Four prisoners in Fresno County Jail filed a class action lawsuit Dec. 13 stating that Fresno Sheriff Margaret Mims is violating prisoners’ Eighth and Fourteenth Amendment rights. Mims is accused of maintaining dangerous facilities and failing to provide even basic health care to prisoners.
The four prisoners, Quentin Hall, Robert Merryman, Dawn Singh and Carlton Fields, are seeking an order from the court requiring Sheriff Mims to provide basic health care and protection of prisoners from violence from other prisoners. The four Fresno prisoners’ class action lawsuit against the inhumane conditions forced upon them is, to say the least, heroic. The prisoners are represented by three law firms: the Prison Law Office, Disability Rights California and Cooley LLP.
The lawsuit states that Sheriff Mims and other Fresno County officials have been indifferent to the consequences that the prisoners face as a direct result of an ineffective health care screening process, an ineffective health care request and referral system, delayed access to health care and the delivery of substandard health care.
Another important issue being raised is the fact that with an under-qualified and insufficient health care staff, prisoners with mental health conditions are being put into dungeon-like conditions where correctional officers are treating them with force rather than with care.
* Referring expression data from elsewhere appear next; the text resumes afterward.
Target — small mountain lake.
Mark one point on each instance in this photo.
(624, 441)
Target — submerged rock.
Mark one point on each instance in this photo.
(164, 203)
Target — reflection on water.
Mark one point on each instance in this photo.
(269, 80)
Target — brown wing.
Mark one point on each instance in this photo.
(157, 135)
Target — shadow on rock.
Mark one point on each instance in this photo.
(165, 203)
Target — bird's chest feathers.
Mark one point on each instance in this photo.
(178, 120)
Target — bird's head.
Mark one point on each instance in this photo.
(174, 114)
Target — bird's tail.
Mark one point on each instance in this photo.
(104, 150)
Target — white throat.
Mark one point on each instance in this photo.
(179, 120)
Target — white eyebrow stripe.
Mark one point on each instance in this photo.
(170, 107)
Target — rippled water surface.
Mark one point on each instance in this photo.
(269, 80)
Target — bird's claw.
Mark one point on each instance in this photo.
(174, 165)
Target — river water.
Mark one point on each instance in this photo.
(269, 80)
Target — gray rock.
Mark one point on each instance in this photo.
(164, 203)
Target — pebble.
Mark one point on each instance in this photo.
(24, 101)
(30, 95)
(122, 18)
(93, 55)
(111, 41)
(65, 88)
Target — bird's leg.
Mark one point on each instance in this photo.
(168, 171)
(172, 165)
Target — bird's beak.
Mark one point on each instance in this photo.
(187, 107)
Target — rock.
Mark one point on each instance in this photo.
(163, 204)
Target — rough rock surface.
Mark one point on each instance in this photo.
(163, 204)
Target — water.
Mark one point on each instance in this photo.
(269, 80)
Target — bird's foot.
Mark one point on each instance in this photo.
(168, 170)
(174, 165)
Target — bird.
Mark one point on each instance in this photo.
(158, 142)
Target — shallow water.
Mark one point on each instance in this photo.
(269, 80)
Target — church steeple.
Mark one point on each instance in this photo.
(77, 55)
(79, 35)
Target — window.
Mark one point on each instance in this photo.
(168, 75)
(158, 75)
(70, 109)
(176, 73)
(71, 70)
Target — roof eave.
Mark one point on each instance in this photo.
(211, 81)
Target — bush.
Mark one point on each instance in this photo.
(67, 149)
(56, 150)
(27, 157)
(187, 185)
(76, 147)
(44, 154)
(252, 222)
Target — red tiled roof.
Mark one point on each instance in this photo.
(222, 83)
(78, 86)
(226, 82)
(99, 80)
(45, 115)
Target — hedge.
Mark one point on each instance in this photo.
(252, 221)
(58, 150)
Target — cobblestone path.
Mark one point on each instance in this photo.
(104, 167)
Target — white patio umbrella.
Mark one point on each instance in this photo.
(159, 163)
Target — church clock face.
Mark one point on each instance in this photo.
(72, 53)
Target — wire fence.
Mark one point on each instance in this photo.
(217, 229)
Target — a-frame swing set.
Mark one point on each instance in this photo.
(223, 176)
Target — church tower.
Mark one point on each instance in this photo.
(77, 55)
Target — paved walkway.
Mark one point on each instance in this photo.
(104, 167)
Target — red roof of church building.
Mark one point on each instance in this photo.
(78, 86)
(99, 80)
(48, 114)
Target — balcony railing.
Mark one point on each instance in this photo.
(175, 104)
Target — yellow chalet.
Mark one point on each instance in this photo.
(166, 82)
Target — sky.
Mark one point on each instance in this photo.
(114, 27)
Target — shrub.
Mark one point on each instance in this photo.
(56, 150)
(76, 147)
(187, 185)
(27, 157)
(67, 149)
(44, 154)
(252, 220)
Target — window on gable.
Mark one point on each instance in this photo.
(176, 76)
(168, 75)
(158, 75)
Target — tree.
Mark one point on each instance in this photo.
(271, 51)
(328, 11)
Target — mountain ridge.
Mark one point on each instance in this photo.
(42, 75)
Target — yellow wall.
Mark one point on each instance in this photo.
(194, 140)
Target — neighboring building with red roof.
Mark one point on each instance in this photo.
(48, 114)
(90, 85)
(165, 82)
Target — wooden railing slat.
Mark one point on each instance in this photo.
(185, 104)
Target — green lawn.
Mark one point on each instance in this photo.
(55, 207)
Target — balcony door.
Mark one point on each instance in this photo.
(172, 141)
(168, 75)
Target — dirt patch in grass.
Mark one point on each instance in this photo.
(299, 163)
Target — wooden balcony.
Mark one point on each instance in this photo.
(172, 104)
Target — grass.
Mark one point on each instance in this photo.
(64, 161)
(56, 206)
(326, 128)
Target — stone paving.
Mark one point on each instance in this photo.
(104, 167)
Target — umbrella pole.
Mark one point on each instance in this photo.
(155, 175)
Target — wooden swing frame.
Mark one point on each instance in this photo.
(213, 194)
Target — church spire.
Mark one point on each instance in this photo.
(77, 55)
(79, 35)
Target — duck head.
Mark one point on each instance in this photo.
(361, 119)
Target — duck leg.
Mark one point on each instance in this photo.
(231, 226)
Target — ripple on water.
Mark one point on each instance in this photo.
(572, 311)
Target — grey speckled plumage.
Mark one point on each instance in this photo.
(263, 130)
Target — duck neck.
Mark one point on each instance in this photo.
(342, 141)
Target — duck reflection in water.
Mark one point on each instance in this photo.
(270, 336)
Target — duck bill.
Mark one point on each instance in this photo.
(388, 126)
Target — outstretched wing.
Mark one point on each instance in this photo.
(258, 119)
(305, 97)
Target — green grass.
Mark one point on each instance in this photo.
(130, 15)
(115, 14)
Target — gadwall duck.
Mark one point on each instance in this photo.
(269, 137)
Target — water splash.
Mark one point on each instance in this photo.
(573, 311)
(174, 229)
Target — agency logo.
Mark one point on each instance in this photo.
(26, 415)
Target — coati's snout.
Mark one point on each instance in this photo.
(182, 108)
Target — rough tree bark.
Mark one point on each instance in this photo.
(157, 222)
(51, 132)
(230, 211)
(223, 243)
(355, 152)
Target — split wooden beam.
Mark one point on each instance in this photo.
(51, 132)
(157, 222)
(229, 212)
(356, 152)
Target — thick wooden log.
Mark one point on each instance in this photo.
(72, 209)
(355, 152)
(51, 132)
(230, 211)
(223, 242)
As shown by the reports from the Consensus Project on Mental Health and Criminal Justice, the majority of people in jail with a mental illness have not committed a serious crime and are instead arrested for displaying symptoms of their untreated mental illness in public.
This mistreatment of prisoners is not uncommon. Jails are used by the ruling class as a repressive apparatus to warehouse working-class people whose crimes are predominantly victimless crimes, mainly relating to property rights, rather than offer them the rehabilitation and basic necessities they need. With a more than 11 percent unemployment rate and many more underemployed in California alone, many of the over 2.5 million people in the prison system are dislocated workers. If the system were to provide jobs with livable wages and education, many of those who broke bourgeois laws would not be there in the first place.
This in turn can only be blamed on one thing: the capitalist system, which generates discrimination and wages a war on poor and low-income working people, who make up half of the country’s population according to the most recent census data.
This system deems offenders of petty wrongdoings as “criminals” and those who actually rob us of health care, education and housing as worthy of high esteem. The crimes of bankers are far greater than the victimless crimes committed by many prisoners. Bankers and CEOs who caused thousands of people to become homeless or jobless in the recession, and war criminals like Barack Obama, George Bush, Dick Cheney and Robert Gates, who are responsible for millions dead in Iraq, Afghanistan and Pakistan, are free.
Meanwhile, working class people suffer from inadequate health care and inhumane conditions in jails and detention centers.
All progressive people should demand justice for the prisoners in Fresno County Jail and all prisoners held in concentration camps for the poor.